The last line in there follows from the Markovian property. Remember that $G_{t+1}$ is the sum of all the future (discounted) rewards that the agent receives after state $s'$. The Markovian property is that the process is memory-less with regards to previous states, actions and rewards. Future actions (and the rewards they reap) depend only on the state in which the action is taken, so $p(g | s', r, a, s) = p(g | s')$, by assumption. Ok, so the second term in the proof is now

$$\begin{align} \gamma \mathbb{E}_{\pi}\left[ G_{t+1} | S_t = s \right] & = \gamma \sum_{g \in \Gamma} \sum_{r \in \mathcal{R}} \sum_{s' \in \mathcal{S}} \sum_{a \in \mathcal{A}} g p(g | s') p(s', r | a, s) \pi(a | s) \\ & = \gamma \sum_{r \in \mathcal{R}} \sum_{s' \in \mathcal{S}} \sum_{a \in \mathcal{A}} \mathbb{E}_{\pi}\left[ G_{t+1} | S_{t+1} = s' \right] p(s', r | a, s) \pi(a | s) \\ & = \gamma \sum_{r \in \mathcal{R}} \sum_{s' \in \mathcal{S}} \sum_{a \in \mathcal{A}} v_{\pi}(s') p(s', r | a, s) \pi(a | s) \end{align}$$

as required, once again. Combining the two terms completes the proof

$$\begin{align} v_\pi(s) & \doteq \mathbb{E}_\pi\left[G_t \mid S_t = s\right] \\ & = \sum_{a \in \mathcal{A}} \pi(a | s) \sum_{r \in \mathcal{R}} \sum_{s' \in \mathcal{S}} p(s', r | a, s) \left[ r + \gamma v_{\pi}(s') \right]. \end{align}$$

UPDATE

I want to address what might look like a sleight of hand in the derivation of the second term. In the equation marked with $(*)$, I use a term $p(g|s)$ and then later in the equation marked $(**)$ I claim that $g$ doesn't depend on $s$, by arguing the Markovian property. So, you might say that if this is the case, then $p(g|s) = p(g)$. But this is not true. I can take $p(g | s', r, a, s) \rightarrow p(g | s')$ because the probability on the left side of that statement says that this is the probability of $g$ conditioned on $s'$, $a$, $r$, and $s$. Because we either know or assume the state $s'$, none of the other conditionals matter, because of the Markovian property. If you do not know or assume the state $s'$, then the future rewards (the meaning of $g$) will depend on which state you begin at, because that will determine (based on the policy) which state $s'$ you start at when computing $g$.

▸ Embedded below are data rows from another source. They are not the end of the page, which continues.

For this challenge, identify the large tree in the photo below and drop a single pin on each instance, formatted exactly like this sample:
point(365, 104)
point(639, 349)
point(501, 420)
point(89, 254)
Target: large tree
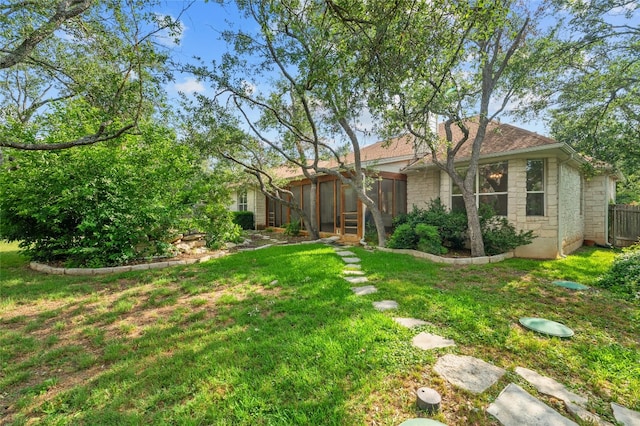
point(214, 133)
point(466, 62)
point(598, 110)
point(293, 84)
point(97, 62)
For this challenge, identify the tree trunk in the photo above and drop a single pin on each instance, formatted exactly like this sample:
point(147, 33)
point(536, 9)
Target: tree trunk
point(473, 223)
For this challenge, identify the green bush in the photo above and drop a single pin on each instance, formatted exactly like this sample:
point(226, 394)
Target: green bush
point(107, 204)
point(452, 226)
point(293, 228)
point(404, 236)
point(499, 236)
point(243, 219)
point(429, 240)
point(624, 276)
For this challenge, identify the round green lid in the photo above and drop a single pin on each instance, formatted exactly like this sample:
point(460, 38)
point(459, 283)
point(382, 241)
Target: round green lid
point(421, 422)
point(570, 284)
point(545, 326)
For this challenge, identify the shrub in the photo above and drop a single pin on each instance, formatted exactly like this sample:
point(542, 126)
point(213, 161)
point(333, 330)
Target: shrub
point(500, 236)
point(292, 228)
point(107, 204)
point(624, 275)
point(428, 239)
point(404, 236)
point(243, 219)
point(452, 226)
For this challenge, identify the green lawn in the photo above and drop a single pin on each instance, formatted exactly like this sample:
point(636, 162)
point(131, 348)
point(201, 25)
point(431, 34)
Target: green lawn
point(275, 336)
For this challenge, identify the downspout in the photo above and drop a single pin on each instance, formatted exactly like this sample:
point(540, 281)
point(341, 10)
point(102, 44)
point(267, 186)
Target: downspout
point(560, 236)
point(606, 213)
point(255, 210)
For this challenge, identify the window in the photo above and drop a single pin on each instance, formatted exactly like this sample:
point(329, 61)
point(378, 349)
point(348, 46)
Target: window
point(491, 186)
point(535, 187)
point(243, 205)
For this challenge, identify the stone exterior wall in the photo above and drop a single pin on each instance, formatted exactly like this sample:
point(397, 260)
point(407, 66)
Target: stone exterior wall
point(422, 187)
point(599, 190)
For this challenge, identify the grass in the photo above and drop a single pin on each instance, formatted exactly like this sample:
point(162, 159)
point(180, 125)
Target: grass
point(275, 336)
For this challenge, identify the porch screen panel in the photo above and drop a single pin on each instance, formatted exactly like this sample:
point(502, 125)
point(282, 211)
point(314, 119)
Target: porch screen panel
point(400, 200)
point(327, 207)
point(306, 199)
point(297, 199)
point(350, 210)
point(386, 203)
point(278, 213)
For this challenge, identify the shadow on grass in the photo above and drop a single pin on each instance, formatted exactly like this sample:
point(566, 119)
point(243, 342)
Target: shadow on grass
point(296, 351)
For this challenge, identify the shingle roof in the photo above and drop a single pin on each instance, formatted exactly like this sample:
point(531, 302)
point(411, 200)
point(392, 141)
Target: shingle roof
point(499, 138)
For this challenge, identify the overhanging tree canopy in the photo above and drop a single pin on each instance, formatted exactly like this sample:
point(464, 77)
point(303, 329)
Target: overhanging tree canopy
point(96, 63)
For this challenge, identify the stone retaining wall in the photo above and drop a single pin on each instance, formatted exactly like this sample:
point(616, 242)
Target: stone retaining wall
point(117, 269)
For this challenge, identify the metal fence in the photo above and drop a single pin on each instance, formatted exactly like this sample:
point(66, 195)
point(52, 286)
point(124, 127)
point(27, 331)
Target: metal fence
point(624, 224)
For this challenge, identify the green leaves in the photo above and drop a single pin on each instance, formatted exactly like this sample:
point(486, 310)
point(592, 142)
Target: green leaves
point(105, 205)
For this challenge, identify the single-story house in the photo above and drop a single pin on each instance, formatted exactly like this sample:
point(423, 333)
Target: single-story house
point(536, 182)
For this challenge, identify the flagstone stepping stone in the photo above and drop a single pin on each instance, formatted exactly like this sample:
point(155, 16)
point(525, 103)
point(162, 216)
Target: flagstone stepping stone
point(549, 386)
point(428, 399)
point(385, 305)
point(515, 407)
point(352, 266)
point(357, 280)
point(469, 373)
point(571, 285)
point(363, 291)
point(625, 416)
point(545, 326)
point(410, 322)
point(421, 422)
point(428, 341)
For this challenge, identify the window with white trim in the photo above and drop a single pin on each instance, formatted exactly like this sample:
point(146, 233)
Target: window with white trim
point(535, 187)
point(243, 205)
point(491, 186)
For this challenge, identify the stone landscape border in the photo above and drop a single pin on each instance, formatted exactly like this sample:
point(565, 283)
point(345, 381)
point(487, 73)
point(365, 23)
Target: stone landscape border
point(117, 269)
point(483, 260)
point(160, 265)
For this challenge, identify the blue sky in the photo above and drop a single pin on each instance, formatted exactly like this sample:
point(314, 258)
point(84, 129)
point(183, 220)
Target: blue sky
point(202, 25)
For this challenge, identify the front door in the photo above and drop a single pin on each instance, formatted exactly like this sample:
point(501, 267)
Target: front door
point(349, 212)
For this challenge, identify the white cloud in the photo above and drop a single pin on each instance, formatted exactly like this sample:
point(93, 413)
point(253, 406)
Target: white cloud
point(190, 85)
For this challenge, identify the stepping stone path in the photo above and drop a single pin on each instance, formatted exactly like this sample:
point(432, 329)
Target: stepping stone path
point(363, 291)
point(469, 373)
point(428, 341)
point(357, 280)
point(385, 305)
point(410, 322)
point(514, 406)
point(548, 386)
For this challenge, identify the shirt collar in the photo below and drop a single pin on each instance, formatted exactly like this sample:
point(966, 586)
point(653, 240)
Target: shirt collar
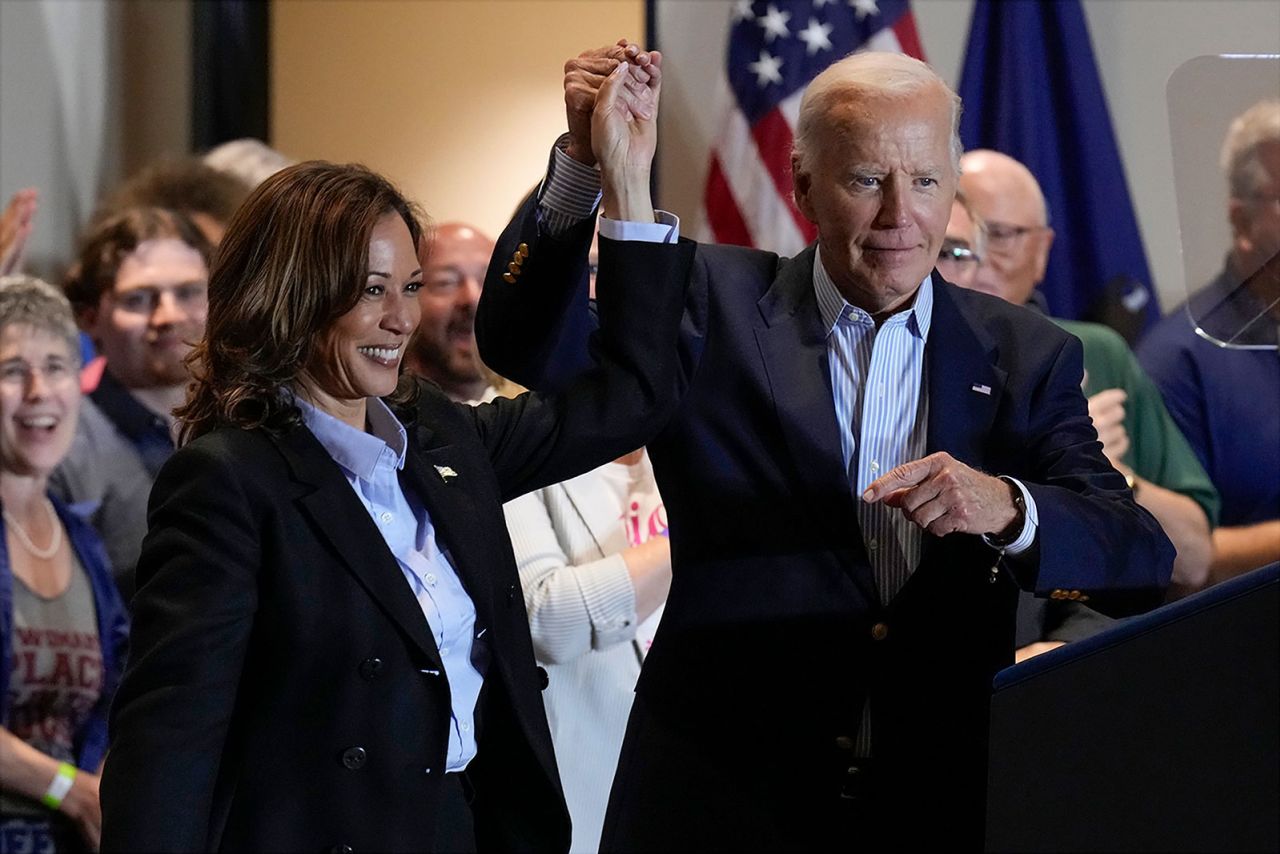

If that argument doesn't convince you, try to compute what $p(g)$ is:

$$\begin{align} p(g) & = \sum_{s' \in \mathcal{S}} p(g, s') = \sum_{s' \in \mathcal{S}} p(g | s') p(s') \\ & = \sum_{s' \in \mathcal{S}} p(g | s') \sum_{s,a,r} p(s', a, r, s) \\ & = \sum_{s' \in \mathcal{S}} p(g | s') \sum_{s,a,r} p(s', r | a, s) p(a, s) \\ & = \sum_{s \in \mathcal{S}} p(s) \sum_{s' \in \mathcal{S}} p(g | s') \sum_{a,r} p(s', r | a, s) \pi(a | s) \\ & \doteq \sum_{s \in \mathcal{S}} p(s) p(g|s) = \sum_{s \in \mathcal{S}} p(g,s) = p(g). \end{align}$$

As can be seen in the last line, it is not true that $p(g|s) = p(g)$. The expected value of $g$ depends on which state you start in (i.e. the identity of $s$), if you do not know or assume the state $s'$.